Yes and amen. But as I racked my brain when my turn rolled around, only one word jumped to the forefront of my mind: humbling. My oldest just turned two and my youngest is eight months old. I’ve learned over and over again that I simply do not have the strength, energy, or patience to raise two under two gracefully by my own power. Add in the comparison trap of seeing perfectly color-coordinated tots on Instagram, and it’s easy to assume you are the only one who is struggling.
While I was pregnant with our second child, my husband and I met for dinner with some friends who were expecting their third. My husband asked what the greatest thing they’ve learned through parenthood so far was. The wife laughed and said, “How conditional my love is compared to the love of Jesus.” How refreshingly honest!
I don’t think any of us would like to admit that our love for our children comes with strings attached, but I thank God that He doesn’t love me as I love my children. It’s so much deeper and more steadfast.
When my oldest was just a newborn, I have such vivid memories of crying out to God in the middle of the tear-filled nights. “Lord, give me grace and patience to make it through this next hour.” And again the next hour. And again the hour after that.

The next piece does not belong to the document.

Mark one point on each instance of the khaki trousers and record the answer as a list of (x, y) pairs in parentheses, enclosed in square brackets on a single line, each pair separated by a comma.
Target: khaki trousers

While we are no longer surviving hour to hour (praise be), I still find myself circling back to that prayer most days: “Lord, give me grace and patience to make it through this day.”
When my toddler is on his umpteenth tantrum of the day or my baby girl refuses to nap, I find myself crying out to God in humility. In His grace, He provides just enough for the day.
I find myself looking back to the story of the Israelites wandering through the desert as they gathered just enough manna from God to survive another day. Why did God only provide them with enough for a day? Why not allow them to build a stockpile for a rainy day?
This literal daily bread forced God’s people to trust Him. There is nothing that they could do in their own power to provide for themselves in this way. For 40 years, they physically relied on Him to sustain them for the day. Sure, they still whined in the wandering. Undoubtedly, they wished for something other than manna as the novelty wore off. But they saw the beautiful miracle of God showing up for them day after day after day.
Maybe, just maybe, God is trying to teach us the same lesson on a smaller scale. He doesn’t want us to white-knuckle our way through motherhood. Rather, He is inviting us to lay our daily worries, stresses, and frustrations at the foot of the cross. He assures us that “His yoke is easy, and His burden is light,” and that promise is rest for this weary mama.
Speaking to the early years of motherhood, I’ve heard time and time again that the days are long, but the years are short. When you’re in the thick of that season, however, it’s easy to forget the second part of that adage. But with each day that passes, consider it an invitation to lean on the Lord for whatever “daily bread” you may need.
He will always provide enough for the day.